Una de las niñas fantasmales había perdido el conocimiento y ya iba en dirección al suelo negro del cementerio cuando un empujón se extendió como una ola entre la muchedumbre y la niña cayó en el hueco donde estaban enterrando a su padre.

-¡Dios Mio, sáquenla de ahí!- gritó Margarita Pérez en el momento en que vio el impecable atuendo blanco de su hija cubierto por una palada de tierra tras otra- ¡Deténganse, estúpidos! ¡LA VAN A ENTERRAR VIVA!

Oscar de inmediato, no sólo apartó a los encargados de cubrir la tumba, sino que él mismo se metió en el hoyo, se acaballó a la niña en la espalda y con ayuda de los asistentes volvió a salir.

-Denle aire a la niña, por Dios… ¡Aire!- gritó Oscar con todas sus fuerzas, con el atuendo blanco también contaminado por el sucio de la tierra de cementerio.

Margarita se sorprendió por la actitud de Oscar y de inmediato ordenó con un susurró a su capataz de que diera la orden de evacuar el cementerio, orden que cumplieron con el mayor de los gustos todos los empleados, en especial Jerónimo Saint-Clair, el conductor del coche fúnebre, que con su acento de cachaco amargado les gritaba a los lugareños que ya no había nada que ver, que ya era hora de retirarse a sus casas.

Oscar llevó a la niña en brazos hasta la capilla del cementerio y la acostó en una de sus bancas, rodeado de Margarita y las otras dos niñas.

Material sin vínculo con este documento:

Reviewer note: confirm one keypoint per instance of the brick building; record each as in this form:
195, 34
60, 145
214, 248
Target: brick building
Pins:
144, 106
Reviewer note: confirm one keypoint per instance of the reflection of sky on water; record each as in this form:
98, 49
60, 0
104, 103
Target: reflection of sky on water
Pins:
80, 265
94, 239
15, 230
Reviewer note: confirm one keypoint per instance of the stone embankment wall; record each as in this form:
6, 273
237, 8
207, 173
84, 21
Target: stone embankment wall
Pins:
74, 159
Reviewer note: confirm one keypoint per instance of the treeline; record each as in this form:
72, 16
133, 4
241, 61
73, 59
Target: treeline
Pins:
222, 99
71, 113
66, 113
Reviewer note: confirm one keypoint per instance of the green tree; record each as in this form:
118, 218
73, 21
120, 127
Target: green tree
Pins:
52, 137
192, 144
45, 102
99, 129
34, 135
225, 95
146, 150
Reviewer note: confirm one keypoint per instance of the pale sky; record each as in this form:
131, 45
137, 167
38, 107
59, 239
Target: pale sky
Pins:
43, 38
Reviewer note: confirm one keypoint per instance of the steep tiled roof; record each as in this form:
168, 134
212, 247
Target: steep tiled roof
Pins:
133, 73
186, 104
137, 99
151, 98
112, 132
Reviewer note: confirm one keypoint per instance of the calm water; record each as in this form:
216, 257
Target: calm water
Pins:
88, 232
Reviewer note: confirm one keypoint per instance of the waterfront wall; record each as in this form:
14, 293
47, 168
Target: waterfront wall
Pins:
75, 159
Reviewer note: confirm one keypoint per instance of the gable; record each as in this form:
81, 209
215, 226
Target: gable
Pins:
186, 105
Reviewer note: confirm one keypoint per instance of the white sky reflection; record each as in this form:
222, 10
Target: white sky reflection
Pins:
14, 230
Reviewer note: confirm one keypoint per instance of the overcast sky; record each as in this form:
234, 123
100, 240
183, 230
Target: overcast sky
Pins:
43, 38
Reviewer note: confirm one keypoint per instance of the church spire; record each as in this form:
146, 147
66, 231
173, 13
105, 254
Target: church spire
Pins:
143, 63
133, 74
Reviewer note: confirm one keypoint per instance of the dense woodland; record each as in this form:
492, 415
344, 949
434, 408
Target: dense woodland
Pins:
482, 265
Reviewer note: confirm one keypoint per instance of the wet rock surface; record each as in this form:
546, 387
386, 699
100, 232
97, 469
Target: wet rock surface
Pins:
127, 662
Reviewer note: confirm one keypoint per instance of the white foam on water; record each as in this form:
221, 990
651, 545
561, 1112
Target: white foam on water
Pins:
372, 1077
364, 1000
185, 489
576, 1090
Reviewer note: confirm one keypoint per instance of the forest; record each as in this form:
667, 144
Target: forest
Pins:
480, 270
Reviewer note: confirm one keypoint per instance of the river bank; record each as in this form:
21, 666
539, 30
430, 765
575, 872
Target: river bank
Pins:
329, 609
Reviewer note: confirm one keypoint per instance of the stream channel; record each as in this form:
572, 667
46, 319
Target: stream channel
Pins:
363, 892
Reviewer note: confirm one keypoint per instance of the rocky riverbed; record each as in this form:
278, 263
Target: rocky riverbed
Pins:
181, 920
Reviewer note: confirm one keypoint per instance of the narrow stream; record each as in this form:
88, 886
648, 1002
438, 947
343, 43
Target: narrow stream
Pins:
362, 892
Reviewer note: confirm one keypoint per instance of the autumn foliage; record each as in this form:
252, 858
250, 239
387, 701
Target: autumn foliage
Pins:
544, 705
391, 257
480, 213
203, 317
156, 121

Estaba a punto de quitarle la mantilla a la enferma, cuando la viuda lo detuvo.

-Cualquier cosa, menos eso, doctor.

La mujer habló con tanta convicción que Oscar alcanzó a asustarse sinceramente y a preguntarse si todo aquel juego macabro en el que se había metido era buena idea. Sin poder mirarle los ojos, ni la boca, se conformó con tomarle el pulso y escuchar su respiración. Estaba en eso cuando una de las niñas gritó.

-¡Mami, mira! ¿Eso es sangre?- dijo una de las figuras fantasmagóricas apuntando a su hermana.

Oscar miró la parte del vestido blanco de la niña desmayada y en efecto estaba empapado de una sangre espesa y pastosa. El doctor levantó el vestido y vio que la hemorragia provenía de las partes íntimas de la niña. Tal y como lo había sospechado, una de las hijas de Laureano Luján había tenido un hijo, aunque él aún no sabía quien era.